2. Positive replacement thoughts
As well as Negative Automatic Thoughts, we can cultivate Positive Automatic Thoughts. Try writing down the Negative Automatic Thoughts that come up for you around dating, and then counter each one with a positive spin. Try saying the following statements out loud or in your head. Notice how they feel, and consider how it might be if they became daily reminders to yourself.
- “I’m proud of myself.”
- “I feel fine.”
- “No matter what happens, I know I’ll be okay.”
- “I am loveable.”
- “I feel good.”
- “I’m warm and comfortable.”
- “I feel confident I can find a good relationship.”

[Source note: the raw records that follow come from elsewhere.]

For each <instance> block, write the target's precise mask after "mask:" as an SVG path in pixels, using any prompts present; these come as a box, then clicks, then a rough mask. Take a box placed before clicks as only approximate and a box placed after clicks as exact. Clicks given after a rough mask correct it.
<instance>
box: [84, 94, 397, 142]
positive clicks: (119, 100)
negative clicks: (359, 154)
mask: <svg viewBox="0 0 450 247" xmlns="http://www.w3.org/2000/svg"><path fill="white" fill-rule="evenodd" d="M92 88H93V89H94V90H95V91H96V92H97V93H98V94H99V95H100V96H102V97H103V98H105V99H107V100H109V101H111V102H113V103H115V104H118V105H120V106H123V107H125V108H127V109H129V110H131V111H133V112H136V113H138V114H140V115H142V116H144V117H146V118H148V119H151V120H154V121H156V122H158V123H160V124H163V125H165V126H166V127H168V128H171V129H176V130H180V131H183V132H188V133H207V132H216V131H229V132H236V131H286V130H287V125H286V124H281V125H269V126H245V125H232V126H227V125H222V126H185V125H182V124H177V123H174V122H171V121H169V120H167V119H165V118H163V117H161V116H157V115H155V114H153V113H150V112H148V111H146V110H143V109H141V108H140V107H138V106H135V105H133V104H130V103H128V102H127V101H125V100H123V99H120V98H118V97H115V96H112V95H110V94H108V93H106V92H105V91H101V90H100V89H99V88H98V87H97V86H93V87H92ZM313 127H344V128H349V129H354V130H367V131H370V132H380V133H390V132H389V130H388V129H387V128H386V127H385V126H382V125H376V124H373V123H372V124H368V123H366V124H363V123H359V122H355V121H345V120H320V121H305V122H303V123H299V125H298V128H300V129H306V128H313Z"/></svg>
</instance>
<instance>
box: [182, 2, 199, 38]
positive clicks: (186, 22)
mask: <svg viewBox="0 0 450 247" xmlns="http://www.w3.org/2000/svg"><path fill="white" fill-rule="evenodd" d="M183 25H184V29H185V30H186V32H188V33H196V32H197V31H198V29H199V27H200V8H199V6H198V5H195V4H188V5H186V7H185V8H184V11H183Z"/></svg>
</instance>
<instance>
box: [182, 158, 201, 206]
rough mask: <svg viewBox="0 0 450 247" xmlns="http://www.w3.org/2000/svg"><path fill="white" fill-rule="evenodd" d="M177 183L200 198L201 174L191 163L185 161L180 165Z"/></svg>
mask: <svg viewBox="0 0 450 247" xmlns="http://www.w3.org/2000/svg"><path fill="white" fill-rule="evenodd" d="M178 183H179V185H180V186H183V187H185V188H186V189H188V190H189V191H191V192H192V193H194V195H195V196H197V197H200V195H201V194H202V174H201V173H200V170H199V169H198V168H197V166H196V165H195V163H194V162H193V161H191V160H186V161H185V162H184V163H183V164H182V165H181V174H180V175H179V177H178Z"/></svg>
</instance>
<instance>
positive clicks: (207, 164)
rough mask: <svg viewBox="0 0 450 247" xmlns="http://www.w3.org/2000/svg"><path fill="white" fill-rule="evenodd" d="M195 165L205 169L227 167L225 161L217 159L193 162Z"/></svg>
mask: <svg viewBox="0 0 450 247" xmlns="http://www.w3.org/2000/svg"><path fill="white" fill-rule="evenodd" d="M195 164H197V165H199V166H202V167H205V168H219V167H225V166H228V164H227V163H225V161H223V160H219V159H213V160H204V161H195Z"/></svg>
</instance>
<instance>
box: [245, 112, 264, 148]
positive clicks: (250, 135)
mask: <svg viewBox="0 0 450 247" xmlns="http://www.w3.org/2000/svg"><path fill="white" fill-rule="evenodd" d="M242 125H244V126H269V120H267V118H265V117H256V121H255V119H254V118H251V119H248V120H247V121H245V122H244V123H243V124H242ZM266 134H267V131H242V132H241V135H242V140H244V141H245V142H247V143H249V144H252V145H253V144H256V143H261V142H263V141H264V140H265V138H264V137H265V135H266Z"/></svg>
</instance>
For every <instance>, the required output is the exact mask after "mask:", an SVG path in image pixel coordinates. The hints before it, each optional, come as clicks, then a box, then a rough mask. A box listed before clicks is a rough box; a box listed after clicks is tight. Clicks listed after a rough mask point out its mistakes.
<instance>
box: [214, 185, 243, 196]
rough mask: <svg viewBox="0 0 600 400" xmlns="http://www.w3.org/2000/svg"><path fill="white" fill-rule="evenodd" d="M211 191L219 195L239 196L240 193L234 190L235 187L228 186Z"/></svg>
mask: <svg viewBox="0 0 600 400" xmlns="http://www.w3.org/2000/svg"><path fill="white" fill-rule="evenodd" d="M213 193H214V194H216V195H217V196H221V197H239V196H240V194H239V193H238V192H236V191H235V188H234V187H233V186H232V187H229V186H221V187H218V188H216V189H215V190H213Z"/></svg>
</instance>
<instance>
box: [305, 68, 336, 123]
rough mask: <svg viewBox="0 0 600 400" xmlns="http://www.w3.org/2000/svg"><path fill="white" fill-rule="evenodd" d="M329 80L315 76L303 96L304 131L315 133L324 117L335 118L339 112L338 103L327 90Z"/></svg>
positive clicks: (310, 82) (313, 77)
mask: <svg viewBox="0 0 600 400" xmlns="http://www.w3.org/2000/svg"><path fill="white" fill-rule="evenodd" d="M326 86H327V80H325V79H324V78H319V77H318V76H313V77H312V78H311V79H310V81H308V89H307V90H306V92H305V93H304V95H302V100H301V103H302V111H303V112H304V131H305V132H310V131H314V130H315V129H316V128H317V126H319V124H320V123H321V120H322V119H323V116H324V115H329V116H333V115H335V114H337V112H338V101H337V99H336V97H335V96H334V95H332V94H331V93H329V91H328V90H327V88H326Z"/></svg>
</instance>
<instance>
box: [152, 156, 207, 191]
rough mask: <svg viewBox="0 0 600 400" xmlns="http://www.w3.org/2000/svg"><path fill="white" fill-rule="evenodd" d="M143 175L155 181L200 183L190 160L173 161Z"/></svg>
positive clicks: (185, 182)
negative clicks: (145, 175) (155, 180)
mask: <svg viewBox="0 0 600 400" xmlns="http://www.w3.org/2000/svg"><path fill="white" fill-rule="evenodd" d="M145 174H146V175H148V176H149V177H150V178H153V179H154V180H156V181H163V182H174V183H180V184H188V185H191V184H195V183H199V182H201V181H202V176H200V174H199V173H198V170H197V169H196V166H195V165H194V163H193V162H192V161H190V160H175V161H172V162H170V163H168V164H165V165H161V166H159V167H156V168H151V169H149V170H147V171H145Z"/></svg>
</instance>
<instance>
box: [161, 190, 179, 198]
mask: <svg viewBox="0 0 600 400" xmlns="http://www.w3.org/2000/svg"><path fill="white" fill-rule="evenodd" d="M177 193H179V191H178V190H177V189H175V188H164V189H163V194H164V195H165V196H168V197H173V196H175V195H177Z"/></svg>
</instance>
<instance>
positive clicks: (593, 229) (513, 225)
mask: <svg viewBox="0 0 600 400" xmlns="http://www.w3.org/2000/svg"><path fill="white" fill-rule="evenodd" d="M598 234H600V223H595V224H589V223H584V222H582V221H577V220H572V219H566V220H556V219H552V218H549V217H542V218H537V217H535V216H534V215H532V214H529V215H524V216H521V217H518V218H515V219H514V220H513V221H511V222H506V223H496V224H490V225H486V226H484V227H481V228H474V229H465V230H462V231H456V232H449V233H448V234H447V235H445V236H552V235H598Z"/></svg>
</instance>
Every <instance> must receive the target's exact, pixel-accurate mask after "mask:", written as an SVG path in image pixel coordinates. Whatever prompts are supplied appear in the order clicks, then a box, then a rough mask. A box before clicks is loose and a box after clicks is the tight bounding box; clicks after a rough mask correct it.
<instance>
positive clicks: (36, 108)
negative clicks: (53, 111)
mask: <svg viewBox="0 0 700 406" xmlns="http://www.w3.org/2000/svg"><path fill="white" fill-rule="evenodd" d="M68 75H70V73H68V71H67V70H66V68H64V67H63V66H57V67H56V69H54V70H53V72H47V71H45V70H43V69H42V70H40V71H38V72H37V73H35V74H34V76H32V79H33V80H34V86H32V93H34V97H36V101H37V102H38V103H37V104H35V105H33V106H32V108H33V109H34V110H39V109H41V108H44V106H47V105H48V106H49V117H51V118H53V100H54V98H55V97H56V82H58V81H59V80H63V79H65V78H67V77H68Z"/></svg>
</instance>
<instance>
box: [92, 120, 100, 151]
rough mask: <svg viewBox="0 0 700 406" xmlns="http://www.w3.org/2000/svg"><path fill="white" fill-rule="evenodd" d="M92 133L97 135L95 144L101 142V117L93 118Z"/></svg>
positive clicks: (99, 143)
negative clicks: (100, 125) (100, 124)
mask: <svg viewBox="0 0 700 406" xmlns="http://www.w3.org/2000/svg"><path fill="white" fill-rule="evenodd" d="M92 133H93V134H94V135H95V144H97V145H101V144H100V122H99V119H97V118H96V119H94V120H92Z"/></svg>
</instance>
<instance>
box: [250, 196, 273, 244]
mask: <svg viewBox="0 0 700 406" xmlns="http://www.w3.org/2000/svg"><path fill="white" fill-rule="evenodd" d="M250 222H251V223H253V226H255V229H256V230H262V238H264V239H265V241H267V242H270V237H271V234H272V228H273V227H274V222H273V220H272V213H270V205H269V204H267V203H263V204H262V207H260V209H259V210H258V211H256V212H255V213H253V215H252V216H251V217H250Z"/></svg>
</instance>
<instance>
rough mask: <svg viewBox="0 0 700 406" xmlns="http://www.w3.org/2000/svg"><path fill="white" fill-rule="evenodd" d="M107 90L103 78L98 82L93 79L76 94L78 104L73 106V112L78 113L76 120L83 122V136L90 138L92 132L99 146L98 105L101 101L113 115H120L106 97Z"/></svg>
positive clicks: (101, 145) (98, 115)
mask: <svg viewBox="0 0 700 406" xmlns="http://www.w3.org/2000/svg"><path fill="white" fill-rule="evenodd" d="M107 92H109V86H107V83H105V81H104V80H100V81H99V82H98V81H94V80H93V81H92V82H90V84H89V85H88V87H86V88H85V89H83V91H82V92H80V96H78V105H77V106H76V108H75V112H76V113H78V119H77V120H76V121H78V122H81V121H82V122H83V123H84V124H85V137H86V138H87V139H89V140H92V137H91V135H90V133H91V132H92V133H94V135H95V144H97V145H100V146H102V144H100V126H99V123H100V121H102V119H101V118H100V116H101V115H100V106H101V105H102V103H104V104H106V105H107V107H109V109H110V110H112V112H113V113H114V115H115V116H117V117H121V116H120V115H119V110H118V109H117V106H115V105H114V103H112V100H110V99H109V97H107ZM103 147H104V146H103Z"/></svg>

- “I’m luckier than most people.”
3. Challenging negative assumptions
When we jump from an external trigger straight into giving ourselves a hard time, we are missing an opportunity for reframing. Try listing out some of your common dating triggers and the corresponding NAT that this trigger tends to surface for you. Then, try to come up with a more positive, constructive, self-compassionate, and helpful thought instead.
For example, the trigger may be a disappointing date that won’t go anywhere. Instead of automatically thinking that you are to blame or that you’ll never find a partner, try challenging this with what else might be true. Perhaps you could think about how interesting it can be to meet new people, regardless of whether you click. Or that you’re taking your time and value yourself enough to set your standards high, and not settle for second best.